Oregon psychiatrist David Pollack, M.D. notes that:
“I think there is enough accumulated experience in the states and other jurisdictions in which the practice of PAD is legally permitted to establish that the ‘slippery slope’ has not emerged nor does it appear to be emerging….The safeguards in the legislation or regulations in these jurisdictions have proven to be adequate to prevent an ever-growing approval of requests for PAD for inappropriate or excluded reasons/criteria.”
As Justice Baudouin in Canada concluded after considering expert evidence:
“Neither the national data in Canada or Quebec nor the foreign data indicate any abuse, slippery slope or even heightened risks for vulnerable people when imminent end of life is not an eligibility criterion for medical assistance in dying.”
3.2 Bracket creep
Opponents of assisted dying sometimes refer to Belgium as an example of ‘bracket creep”, where eligibility for assisted dying has expanded. The inference is that changes of scope of activity and in the law are arbitrary and without a legal basis. An example cited by opponents of Assisted Dying in Belgium, in very narrow circumstances, is that a child (and the child’s parents) can request assistance to die. The question here is however a simple one – are you more compassionately protecting the child who is suffering horrifically and without sufficient relief by denying or by allowing access to an assisted death? The Belgian legislation provides for a child in a ‘medically futile condition’, and who is experiencing constant and unbearable suffering that cannot be alleviated, to request voluntary assisted dying. However, this law carries even greater safeguards, and stricter criteria, than the already strict laws relating to adults. “The relevance of age was regarded as less important than the capacity for discernment of involved issues and implications”, and must be assessed and confirmed by a multidisciplinary team including a clinical child psychologist and at least two doctors. The child’s parents must also participate in, and approve of, the request. Passed into law by a two-thirds majority of the Belgian parliament, this is a recognition that even children can die from illnesses which, in spite of the best treatment, cause horrific suffering. Use of this provision in Belgium is extremely rare.

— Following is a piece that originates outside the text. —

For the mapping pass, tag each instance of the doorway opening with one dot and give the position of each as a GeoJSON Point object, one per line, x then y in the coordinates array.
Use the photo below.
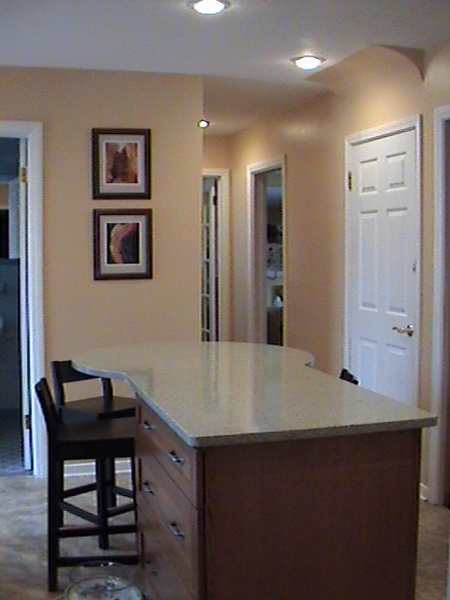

Contrary to the inference of opponents, this development did not occur casually or as a surreptitious ‘creep’ or ‘slippery slope’, but in fact through a process of extensive consultation and public and political debate and in this case a two-thirds majority in Parliament. No change would have occurred without public support and the assent of Parliament. As Schuklenk confirms:
“The bill in Catholic Belgium had overwhelming public and parliamentary support (BBC 2014). Extensive public consultations were held and opponents of the bill had their say. Their arguments lost. The vote mirrored societal trust in an assisted dying regime that built up over the years and is pretty much unwavering, despite concerted efforts on the part of religious groups.”
In the decades that assisted dying has operated elsewhere, there remains a lack of verified proof in relation to predictions of enforced killing of the unwilling sick, disabled, aged or vulnerable.
Where the recording and reporting process linked to assisted dying has identified anomalies and possibly problematic outliers to be investigated, as recently has been reported in Canada, this is not evidence of failure or a slippery slope, as claimed by opponents, but proof that the reporting systems put in place are working.
3.3 Changes in law
As the Church of Scotland, longtime opponents of Assisted Dying acknowledge:
“as yet there are no examples from the international community where a jurisdiction has expanded eligibility criteria where it was initially restricted to terminal illness…. this would have to be done through the legislative process”.
Laws are in some cases adapted and changed over time. The evolution of any law only occurs where facts, shared morality, democratic consensus, and public, judicial and Parliamentary assent will allow.